La raison a-t-elle toujours convaincu les volontés ? »
Emmanuel Lévinas Entre Nous Essais sur le penser-à-l’autre
Emmanuel Levinas (12 janvier 1906 – 25 décembre 1995) est un philosophe français d'origine lituanienne, né à Kaunas et naturalisé français en 1930. Il a reçu dès son enfance une éducation juive traditionnelle, principalement axée sur la Torah. Il a été plus tard introduit au Talmud par l'énigmatique « Monsieur Chouchani ». La Torah enseignée par Levinas est dérivée des leçons de Monsieur Chouchani.

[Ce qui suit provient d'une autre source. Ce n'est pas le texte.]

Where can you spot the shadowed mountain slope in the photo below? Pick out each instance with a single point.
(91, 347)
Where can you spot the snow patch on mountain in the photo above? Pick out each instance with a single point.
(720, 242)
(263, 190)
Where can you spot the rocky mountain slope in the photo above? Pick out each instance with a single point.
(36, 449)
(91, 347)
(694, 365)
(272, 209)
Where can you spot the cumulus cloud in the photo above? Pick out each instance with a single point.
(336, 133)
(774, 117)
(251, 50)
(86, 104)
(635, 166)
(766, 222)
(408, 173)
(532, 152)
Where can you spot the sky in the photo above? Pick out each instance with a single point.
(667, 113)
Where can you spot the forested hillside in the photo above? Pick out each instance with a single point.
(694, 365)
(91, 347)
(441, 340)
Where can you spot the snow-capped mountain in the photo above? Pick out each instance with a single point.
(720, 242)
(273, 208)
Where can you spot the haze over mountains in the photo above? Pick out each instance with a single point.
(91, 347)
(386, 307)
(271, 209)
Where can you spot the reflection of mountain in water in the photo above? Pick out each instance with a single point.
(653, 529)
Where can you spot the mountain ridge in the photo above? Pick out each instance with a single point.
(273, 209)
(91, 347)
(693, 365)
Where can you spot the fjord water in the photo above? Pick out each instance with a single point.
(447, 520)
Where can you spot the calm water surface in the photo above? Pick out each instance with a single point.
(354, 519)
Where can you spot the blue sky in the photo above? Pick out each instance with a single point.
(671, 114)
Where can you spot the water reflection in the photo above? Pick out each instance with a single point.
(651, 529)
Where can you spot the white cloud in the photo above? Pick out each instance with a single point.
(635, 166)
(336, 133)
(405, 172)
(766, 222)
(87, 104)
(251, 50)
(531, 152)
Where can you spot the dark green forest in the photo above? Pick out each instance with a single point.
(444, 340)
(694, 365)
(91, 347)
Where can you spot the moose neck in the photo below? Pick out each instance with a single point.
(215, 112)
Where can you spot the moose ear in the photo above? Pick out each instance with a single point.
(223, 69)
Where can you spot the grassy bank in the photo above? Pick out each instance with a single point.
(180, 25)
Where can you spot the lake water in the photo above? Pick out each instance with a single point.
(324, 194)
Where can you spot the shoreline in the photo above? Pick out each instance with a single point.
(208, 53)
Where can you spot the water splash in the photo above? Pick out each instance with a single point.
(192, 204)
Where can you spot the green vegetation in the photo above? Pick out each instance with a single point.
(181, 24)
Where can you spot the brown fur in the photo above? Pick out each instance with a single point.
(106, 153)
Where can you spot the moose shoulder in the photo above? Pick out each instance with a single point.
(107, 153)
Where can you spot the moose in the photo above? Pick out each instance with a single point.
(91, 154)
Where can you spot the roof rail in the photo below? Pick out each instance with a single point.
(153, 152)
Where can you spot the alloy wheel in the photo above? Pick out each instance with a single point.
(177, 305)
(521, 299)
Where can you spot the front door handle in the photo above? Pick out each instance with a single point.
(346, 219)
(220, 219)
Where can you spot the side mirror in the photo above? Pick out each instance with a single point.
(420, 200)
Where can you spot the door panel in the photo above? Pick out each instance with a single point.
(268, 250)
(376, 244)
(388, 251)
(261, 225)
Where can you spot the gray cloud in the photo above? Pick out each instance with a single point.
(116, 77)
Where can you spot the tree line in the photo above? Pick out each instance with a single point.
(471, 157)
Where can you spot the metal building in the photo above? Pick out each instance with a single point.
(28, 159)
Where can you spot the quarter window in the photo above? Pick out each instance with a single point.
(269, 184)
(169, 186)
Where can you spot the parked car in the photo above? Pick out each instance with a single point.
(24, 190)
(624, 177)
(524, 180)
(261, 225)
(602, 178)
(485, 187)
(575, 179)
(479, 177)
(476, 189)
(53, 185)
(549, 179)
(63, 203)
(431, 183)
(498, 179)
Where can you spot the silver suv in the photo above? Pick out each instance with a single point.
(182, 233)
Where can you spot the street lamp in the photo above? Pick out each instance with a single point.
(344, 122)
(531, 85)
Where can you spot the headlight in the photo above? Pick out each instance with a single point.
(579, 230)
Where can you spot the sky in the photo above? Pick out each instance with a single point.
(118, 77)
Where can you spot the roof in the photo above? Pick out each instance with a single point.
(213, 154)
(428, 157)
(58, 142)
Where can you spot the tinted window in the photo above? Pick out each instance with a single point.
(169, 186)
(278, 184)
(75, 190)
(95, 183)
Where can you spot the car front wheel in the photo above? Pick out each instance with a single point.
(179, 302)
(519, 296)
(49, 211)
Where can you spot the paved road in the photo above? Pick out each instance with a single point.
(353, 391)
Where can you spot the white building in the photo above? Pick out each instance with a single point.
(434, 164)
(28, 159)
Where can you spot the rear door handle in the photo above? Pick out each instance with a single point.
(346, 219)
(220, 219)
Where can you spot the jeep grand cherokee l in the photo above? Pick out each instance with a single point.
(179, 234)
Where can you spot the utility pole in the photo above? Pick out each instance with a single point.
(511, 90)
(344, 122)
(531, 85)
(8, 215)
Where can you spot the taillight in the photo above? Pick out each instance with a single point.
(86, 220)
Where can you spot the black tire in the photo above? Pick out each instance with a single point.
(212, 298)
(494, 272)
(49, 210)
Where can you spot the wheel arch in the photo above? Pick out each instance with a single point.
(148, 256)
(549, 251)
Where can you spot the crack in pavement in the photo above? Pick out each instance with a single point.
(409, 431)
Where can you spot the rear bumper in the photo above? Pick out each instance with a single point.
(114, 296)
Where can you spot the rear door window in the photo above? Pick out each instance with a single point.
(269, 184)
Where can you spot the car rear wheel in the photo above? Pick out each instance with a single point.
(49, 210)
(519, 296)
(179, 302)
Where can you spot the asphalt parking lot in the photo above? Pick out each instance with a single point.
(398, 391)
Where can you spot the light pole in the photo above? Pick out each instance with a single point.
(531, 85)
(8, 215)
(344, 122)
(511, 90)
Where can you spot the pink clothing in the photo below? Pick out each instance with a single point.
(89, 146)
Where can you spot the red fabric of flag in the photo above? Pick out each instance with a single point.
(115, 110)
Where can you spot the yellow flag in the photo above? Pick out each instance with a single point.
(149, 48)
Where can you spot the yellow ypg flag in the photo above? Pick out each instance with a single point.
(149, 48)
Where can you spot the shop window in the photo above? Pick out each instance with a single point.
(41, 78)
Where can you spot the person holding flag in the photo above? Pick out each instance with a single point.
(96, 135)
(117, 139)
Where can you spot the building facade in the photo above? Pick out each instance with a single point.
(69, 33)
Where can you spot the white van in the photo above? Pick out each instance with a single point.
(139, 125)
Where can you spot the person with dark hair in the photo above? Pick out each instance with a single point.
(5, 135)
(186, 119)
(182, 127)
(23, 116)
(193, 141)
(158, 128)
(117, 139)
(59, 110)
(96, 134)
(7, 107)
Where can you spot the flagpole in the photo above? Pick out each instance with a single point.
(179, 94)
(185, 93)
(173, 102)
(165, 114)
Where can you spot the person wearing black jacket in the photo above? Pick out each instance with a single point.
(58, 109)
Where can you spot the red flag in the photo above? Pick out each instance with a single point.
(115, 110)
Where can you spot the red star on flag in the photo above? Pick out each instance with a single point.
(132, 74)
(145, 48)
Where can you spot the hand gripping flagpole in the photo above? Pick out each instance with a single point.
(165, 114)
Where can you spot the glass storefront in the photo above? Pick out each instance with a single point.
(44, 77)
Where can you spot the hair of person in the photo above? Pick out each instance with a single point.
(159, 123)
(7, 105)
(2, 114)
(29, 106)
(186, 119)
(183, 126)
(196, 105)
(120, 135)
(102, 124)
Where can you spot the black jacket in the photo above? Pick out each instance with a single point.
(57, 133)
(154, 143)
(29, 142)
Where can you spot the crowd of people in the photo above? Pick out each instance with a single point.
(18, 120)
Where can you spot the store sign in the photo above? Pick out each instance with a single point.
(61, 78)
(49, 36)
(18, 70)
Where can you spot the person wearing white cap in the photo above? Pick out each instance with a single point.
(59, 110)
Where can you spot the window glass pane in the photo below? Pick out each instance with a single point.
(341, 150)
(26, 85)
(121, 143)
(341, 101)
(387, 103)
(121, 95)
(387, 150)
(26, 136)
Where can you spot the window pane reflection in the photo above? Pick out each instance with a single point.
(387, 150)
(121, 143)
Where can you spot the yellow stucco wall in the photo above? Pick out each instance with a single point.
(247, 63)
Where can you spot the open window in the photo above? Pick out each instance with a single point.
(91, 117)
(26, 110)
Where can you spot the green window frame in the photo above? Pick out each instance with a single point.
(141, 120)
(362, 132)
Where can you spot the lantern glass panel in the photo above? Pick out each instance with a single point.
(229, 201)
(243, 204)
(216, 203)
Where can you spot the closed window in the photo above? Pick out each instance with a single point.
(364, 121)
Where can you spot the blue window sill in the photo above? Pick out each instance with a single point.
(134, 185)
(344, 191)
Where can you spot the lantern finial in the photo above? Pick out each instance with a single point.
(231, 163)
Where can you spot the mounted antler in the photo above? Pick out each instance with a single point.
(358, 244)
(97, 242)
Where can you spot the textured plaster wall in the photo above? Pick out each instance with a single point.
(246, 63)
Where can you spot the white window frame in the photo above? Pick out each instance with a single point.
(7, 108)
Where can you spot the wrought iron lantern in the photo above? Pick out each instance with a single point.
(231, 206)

Levinas a profondément été influencé par Edmund Husserl et Martin Heidegger, qu'il a rencontrés à l'université de Fribourg-en-Brisgau et dont il a introduit l'œuvre en France, notamment les Méditations cartésiennes de Husserl dont il a assuré la traduction. Son travail philosophique a également été marqué par la tradition juive, et par la condition juive elle-même, Levinas ayant été interné dans un camp de prisonniers de guerre juifs durant la Seconde Guerre mondiale.
L'enseignement philosophique d'Emmanuel Levinas est aujourd'hui mené notamment au sein de l'Institut d'études lévinassiennes, fondé en l'an 2000 par Benny Lévy, Alain Finkielkraut et Bernard-Henri Lévy.